Önce 2 gün öncesine gidelim; Konya'da oynadığımız ve 2-0 galip geldiğmiz Fransa maçının öncesinde, vefat eden eski Uefa başkanı Lennart Johansson için yapılan saygı duruşunda tezahürat yapılmış, sonrasında çalınan Fransa milli marşı da ıslıklanmıştı. Avrupa liglerinde her sezon sayısız maç izlerim, bu maçlarda düzenlenmiş olan saygı duruşlarında stadyumdan çıt çıktığını duymadım. Bizde ise saygı duruşları, lig maçlarında deplasmana gelmiş taraftarların sessizlikten faydalanarak tezahürat yapma çabasından ibaret.
Milli marşın ıslıklanması ise ayrı bir saygısızlık. Fransa senin ezeli rakibin ya da düşmanın
mı? Alt tarafı bir spor müsabakası ya. Savaş mı bu? Bir
milli marşın nasıl ve hangi şartlarda yazıldığını/yazılmak zorunda
kaldığını iyi bilen bir milletin torunlarına yakışıyor mu bu hareket?
Maç sonunda ise galibiyeti kutlamak için Paris sokaklarına inen gurbetçilerin, Fransızlara karşı "hepiniz orospu çocuğusunuz" tezahüratı yapması da yine bize yakışan (!) bir başka hareketti. Ondan sonra "Avrupalılar bizi sevmiyor" diyorsunuz. Böyle saygısızca hareketler yapanı kim sevsin Allah aşkına? Biz bile bizi sevmiyoruz ki?
Gelelim dün geceye;
Euro 2020 elemeleri 4. maçı için İzlanda'ya giden A milli takımımız, önce havalimanında 2 saat bekletildi ; ardından da Corentin Siamang adlı bir Belçika vatandaşının Emre Belözoğlu'nun röportajı sırasında bulaşık fırçası uzatması, ülke genelinde büyük tepki çekti. Siyasi mağduriyet çıkartma çabası da işin içine girince İzlanda'ya nota vermeye kadar gitti iş.

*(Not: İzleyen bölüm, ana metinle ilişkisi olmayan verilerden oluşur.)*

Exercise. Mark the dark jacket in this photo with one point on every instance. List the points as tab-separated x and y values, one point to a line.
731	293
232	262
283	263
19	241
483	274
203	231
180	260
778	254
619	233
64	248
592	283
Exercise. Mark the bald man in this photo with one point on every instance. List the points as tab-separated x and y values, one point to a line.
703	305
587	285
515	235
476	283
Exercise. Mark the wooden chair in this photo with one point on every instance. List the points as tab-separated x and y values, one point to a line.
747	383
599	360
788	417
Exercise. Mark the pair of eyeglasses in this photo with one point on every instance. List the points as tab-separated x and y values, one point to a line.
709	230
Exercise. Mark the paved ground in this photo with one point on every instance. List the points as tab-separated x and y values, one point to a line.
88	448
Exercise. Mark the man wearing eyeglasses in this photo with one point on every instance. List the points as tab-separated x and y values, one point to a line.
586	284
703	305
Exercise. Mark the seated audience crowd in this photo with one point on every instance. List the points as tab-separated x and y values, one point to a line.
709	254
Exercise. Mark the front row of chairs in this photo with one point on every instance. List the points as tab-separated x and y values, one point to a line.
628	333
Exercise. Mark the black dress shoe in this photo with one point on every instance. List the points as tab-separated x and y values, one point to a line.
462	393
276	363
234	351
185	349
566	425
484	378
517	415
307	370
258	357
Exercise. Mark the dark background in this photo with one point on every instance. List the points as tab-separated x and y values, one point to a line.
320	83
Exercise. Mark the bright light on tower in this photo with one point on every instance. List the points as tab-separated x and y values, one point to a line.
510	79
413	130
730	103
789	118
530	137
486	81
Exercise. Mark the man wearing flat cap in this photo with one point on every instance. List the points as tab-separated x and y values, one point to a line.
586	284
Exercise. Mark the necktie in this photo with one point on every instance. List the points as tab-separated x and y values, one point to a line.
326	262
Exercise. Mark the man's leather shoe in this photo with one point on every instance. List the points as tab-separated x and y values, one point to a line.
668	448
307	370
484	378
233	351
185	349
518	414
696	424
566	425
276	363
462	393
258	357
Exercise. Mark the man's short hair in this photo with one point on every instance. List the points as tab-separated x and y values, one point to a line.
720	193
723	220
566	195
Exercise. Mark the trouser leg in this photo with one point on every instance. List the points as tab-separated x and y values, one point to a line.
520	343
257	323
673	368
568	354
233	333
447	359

İzlanda'yla defalarca kez milli maç yaptık. Bir kez bile bekletilme olayı yaşanmadı. İzlanda'nın sunduğu "Konya Havalimanı" bahanesi ise oldukça komik. Konyaspor, Uefa Avrupa Ligi'nde oynadığı tüm maçlara Konya'dan hareket ederek gitti ve gittikleri ülkelerde havalimanı kaynaklı bir sorun yaşamadılar.
Fırça uzatan troll şahsın, başka videolarda da fırçayı
kendisine mikrofon gibi tutup konuştuğu görülüyor. Aslında gülüp
geçilecek bir olay ama takımın havalimanında 2 saat boyunca çeşitli bahaneler sunularak bekletilmesi sonrasında bunun yaşanması, basit bir şakanın büyümesine yol açtı. Fransa
milli marşının yuhlanmasının ve bunun Avrupa'da tepki çekmesinin ardından milli takımımızın başına bunların gelmesi tabii ki de
tesadüf değil. Misilleme.
2
gün önce Fransa'ya ve Fransızlara saygı göstermeyen insanımız, benzer
bir hareket bize yapıldığı için "terbiyesizler, asarız, keseriz, Çılgın Türkler
geliyor, ananızı laciverte boyayacağız bla bla bla" cümleleriyle tepki
gösteriyor. Türk insanının büyük bir kısmı, bu tarz durumlarda "aynı muamele bize yapılsa
ne olurdu?" diye düşünemiyor. Düşünebilselerdi ne futbolcularımız bekletilirdi, ne de bu fırçayı görmüş olurduk.
Saygı gösterirsen, saygı görürsün. Bu kadar basit.